The innovation taking place around the development of smart cities is attracting many industries across the world, especially the real estate industry in America. The data that is provided through systems which manage smart cities show that there is a huge gap for productive improvement in public spaces across America – and now the real estate industry want a piece of the pie.
American cities are turning to smart technology, with the use of resilient and connected devices to improve the lives of the citizens. For example, Columbo, Ohio currently uses IDE (integrated data exchange) to gather information about sensors installed in traffic lights. The city then uses the data to predict which intersections are usually blocked off and which are more prone to accidents. This information is then served to the city’s drivers, allowing them to work around these potential obstacles.

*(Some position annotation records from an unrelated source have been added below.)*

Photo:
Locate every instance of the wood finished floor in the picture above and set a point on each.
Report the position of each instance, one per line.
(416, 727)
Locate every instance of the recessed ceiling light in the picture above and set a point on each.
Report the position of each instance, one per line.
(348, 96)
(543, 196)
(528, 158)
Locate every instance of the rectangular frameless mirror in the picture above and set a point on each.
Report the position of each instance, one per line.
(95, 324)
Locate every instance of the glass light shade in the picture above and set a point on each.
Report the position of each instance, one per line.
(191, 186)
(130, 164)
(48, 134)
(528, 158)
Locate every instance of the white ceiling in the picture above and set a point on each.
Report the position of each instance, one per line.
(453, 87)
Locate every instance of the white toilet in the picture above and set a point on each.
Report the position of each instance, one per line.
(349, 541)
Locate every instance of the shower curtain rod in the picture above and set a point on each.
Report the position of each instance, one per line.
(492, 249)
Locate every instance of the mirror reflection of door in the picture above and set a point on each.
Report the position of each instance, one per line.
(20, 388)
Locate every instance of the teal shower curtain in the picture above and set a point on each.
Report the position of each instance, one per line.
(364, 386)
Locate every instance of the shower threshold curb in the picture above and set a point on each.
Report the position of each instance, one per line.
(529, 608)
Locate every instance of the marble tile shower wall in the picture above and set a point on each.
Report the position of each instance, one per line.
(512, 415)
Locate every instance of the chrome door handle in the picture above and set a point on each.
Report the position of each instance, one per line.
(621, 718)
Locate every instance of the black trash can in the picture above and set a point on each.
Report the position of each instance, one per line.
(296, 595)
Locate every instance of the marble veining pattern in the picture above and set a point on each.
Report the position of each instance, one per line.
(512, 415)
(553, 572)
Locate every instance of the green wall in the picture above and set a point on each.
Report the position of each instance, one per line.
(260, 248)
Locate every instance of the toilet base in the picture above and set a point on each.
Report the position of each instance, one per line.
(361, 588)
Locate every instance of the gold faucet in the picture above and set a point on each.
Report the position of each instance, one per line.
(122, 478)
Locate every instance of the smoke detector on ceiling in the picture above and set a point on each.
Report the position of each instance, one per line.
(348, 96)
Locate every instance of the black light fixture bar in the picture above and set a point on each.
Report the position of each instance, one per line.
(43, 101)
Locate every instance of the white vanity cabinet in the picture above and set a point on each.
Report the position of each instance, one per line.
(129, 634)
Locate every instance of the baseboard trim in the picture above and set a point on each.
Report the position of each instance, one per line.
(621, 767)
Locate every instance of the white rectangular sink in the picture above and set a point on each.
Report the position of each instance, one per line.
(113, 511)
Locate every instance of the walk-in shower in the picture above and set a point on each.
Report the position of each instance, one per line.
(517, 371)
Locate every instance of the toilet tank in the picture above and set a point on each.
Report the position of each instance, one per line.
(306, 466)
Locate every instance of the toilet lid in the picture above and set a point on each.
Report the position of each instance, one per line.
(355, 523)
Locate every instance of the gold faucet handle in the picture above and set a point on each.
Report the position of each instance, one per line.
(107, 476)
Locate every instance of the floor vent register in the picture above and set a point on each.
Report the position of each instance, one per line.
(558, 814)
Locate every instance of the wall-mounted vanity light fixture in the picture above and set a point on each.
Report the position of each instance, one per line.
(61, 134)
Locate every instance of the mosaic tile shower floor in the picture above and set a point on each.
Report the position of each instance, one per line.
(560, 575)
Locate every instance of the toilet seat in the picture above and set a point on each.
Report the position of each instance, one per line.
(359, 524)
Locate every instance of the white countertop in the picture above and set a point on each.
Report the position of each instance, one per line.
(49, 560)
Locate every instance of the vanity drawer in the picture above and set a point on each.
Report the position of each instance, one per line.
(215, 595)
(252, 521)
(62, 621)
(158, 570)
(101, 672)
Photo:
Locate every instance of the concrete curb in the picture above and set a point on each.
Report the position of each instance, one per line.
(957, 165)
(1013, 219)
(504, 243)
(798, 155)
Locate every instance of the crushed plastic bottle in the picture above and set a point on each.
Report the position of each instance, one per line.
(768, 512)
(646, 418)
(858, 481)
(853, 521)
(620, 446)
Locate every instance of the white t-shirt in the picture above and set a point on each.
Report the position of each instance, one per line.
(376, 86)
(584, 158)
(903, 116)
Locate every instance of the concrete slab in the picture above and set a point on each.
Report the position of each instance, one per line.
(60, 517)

Philadelphia’s biggest landlords, Brandywine Realty Trust, has partnered with a transportation technology company, TransItScreen, to implement screens across office building lobbies that give office workers and visitors instant updates on transit schedules. The screen can also show Uber updates, real time parking information etc.
Boston is another city which already implements smart technology for its sewage system. MIT-incubated startup Biobot uses robots to collect biological data from sewers. This information is then used to determine the lifestyle and wellbeing of the city, allowing the city to see what services the residents need. Boston streetlights are also smart, monitoring traffic, air quality and parking space. This information can become heavily valuable for the real estate industry, who can benefit how they market properties based around this data.
Smart technology is proven to add value to existing properties, which can then be handed over to real estate professionals to use in terms of informing consumers and marketing their properties. Smart cities are increasing and the communication between housing agencies and private entities are increasing.